NEWARK (WABC) -- It is the first day of school for millions of students across the region, and many of them are experiencing changes this year.

And the changes in New Jersey's largest city are leading to anger, even as the Newark schools superintendent urges parents not to take place in a proposed boycott Thursday.

The controversy is over the overhaul plan called One Newark, which gets its official debut as 43,000 students return to class. And hundreds of parents lined up to protest the system Thursday morning, upset over the plan, which comes with sweeping changes. And number one is enrollment.

The city is changing to an open enrollment system, where kids are no longer go to the facility in their neighborhood. That means big changes in transportation, as well.

It is all part of an effort to turn around the struggling school system after 20 years under state control. The plan was met with strong resistance from parents.

Last month, the district's enrollment office ran into massive problems with understaffing.

Anger has gotten so intense that some parents boycotted the start of the school year by not allowing their children to head back to class.

City leaders discouraged that, and it is unclear how many participated and for how long they plan to. What is clear is that parental anger and frustration is running high.

"The whole summer, you get a letter now, oh, we are not opening back, you have to find enrollment for your child," one parent said. "I thin that's is crazy."

"They changed my son's school," another said. "He doesn't have to go to the current school. And it's one and a half miles from home. And I have no transportation, and they don't do nothing."

Superintendent Cami Anderson, who was appointed by the state to run Newark's schools, is defending the changes she is trying to implement and discouraging families from participating in the boycott.

She told The Associated Press in an interview that missing class hurts students, and that she will find other ways to hear concerns from parents over changes in the way students are enrolled and other educational issues.

"This is not a time to let politics get in the way of kids getting to school and getting to work," she said.

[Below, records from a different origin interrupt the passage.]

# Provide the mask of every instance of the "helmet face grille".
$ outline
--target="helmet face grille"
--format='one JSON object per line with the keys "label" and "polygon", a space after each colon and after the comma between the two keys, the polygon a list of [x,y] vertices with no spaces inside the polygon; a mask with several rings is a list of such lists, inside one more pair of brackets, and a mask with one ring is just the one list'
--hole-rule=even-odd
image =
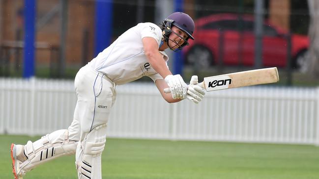
{"label": "helmet face grille", "polygon": [[193,19],[187,14],[180,12],[174,12],[169,15],[164,21],[170,20],[173,25],[185,32],[190,38],[194,40],[193,32],[195,29],[195,23]]}
{"label": "helmet face grille", "polygon": [[[193,32],[195,29],[195,23],[193,19],[187,14],[182,12],[174,12],[169,15],[165,20],[163,21],[162,26],[162,30],[163,31],[163,36],[165,41],[166,42],[168,46],[171,50],[177,51],[181,50],[183,47],[189,45],[188,40],[189,39],[194,40],[193,37]],[[179,34],[172,31],[172,26],[174,26],[185,32],[188,35],[188,37],[186,39],[183,38]],[[178,45],[178,43],[169,39],[170,35],[171,33],[174,33],[176,35],[180,37],[181,39],[183,39],[184,42],[181,45]],[[174,47],[171,47],[169,45],[169,42],[172,41],[176,44],[176,46],[178,46],[178,48],[175,50],[172,49]]]}

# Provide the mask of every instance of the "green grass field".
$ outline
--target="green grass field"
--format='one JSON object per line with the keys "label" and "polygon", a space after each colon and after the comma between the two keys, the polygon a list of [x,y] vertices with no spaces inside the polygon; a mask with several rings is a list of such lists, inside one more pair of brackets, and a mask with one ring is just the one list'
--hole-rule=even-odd
{"label": "green grass field", "polygon": [[[13,178],[11,143],[37,138],[0,135],[0,178]],[[51,161],[24,179],[77,179],[74,158],[68,156]],[[108,139],[102,175],[108,179],[318,179],[319,147]]]}

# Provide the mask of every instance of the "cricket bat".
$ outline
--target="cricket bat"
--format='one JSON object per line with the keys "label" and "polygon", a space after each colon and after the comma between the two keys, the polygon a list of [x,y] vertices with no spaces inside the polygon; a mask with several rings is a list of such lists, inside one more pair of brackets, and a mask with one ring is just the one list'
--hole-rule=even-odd
{"label": "cricket bat", "polygon": [[[272,67],[205,77],[198,85],[207,91],[211,91],[275,83],[279,81],[277,67]],[[166,93],[171,92],[169,88],[165,89],[164,91]]]}

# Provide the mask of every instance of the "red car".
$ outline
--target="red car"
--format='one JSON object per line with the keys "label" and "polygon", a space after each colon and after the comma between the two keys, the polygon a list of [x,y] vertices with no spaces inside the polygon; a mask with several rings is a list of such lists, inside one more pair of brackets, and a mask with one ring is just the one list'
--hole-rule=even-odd
{"label": "red car", "polygon": [[[288,32],[265,21],[262,36],[262,65],[285,67],[287,64]],[[186,63],[201,68],[221,63],[225,65],[254,65],[253,16],[222,14],[198,19],[189,46],[183,50]],[[306,70],[309,40],[307,36],[291,34],[293,68]],[[222,60],[221,60],[222,59]]]}

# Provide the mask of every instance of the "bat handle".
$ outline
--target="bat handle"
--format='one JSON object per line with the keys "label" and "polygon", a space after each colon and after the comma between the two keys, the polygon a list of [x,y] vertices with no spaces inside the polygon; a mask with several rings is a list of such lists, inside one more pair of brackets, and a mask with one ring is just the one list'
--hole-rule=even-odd
{"label": "bat handle", "polygon": [[[200,83],[197,84],[197,85],[198,85],[198,86],[201,86],[201,87],[202,87],[203,88],[205,88],[205,84],[204,84],[204,81],[200,82]],[[164,93],[171,93],[171,90],[170,90],[169,88],[164,88]]]}

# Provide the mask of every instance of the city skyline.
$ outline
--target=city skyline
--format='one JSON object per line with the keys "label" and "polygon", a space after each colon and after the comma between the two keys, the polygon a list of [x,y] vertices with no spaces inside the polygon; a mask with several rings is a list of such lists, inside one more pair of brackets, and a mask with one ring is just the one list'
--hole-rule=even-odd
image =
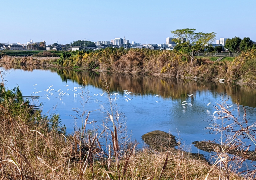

Her plan relies heavily on taxpayer-funded charter schools as part of achieving the goal of having all the city's schools be considered excellent. She said that only 20 of the 100 publicly funded schools now qualify as even good. But she also said the district has made progress, pointing to rising high school graduation rates and high school test passage rates, as well as an increase in enrollment this year.

Newark's schools have become a flashpoint in a national debate over how to restore urban schools.

Some critics of charter schools see them as syphoning off needed money and the best students from traditional schools, sometimes for the benefit of for-profit management firms.

In Newark, the fate of education has received attention.

In 2010, Facebook founder Mark Zuckerberg pledged $100 million to help public education in the city, a gift arranged by then-Mayor Cory Booker and Gov. Chris Christie and announced on Oprah Winfrey's talk show. Some of the efforts from his grant have a role in the One Newark plan.

In this year's mayoral election, both candidates called for a return to local control for the schools. The winner, Ras Baraka, who took office in July, is a former high school principal who has been critical of the One Newark plan.

And in July, the U.S. Department of Education's Office of Civil Rights began investigating whether the One Newark plan discriminates against black students. The probe came in response to a complaint filed in May against the plan, saying that black students make up just half of the district's pupils but nearly nine-tenths of those who will switch schools under the new plan.

The dispute grew last week, when the district opened a one-stop enrollment office. More parents showed up than expected and hundreds were turned away in the first day. A state senator held a hearing Tuesday during which parents railed against the changes.

Acting state Education Commissioner David Hespe said Wednesday that the problems were addressed quickly and some parents might be confusing the issues that normally come with the start of the school year with One Newark-specific problems.

Hespe said Anderson's plans still have the support of the Republican governor's administration.

"What the superintendent is doing is absolutely necessary and crucial," he told The Associated Press.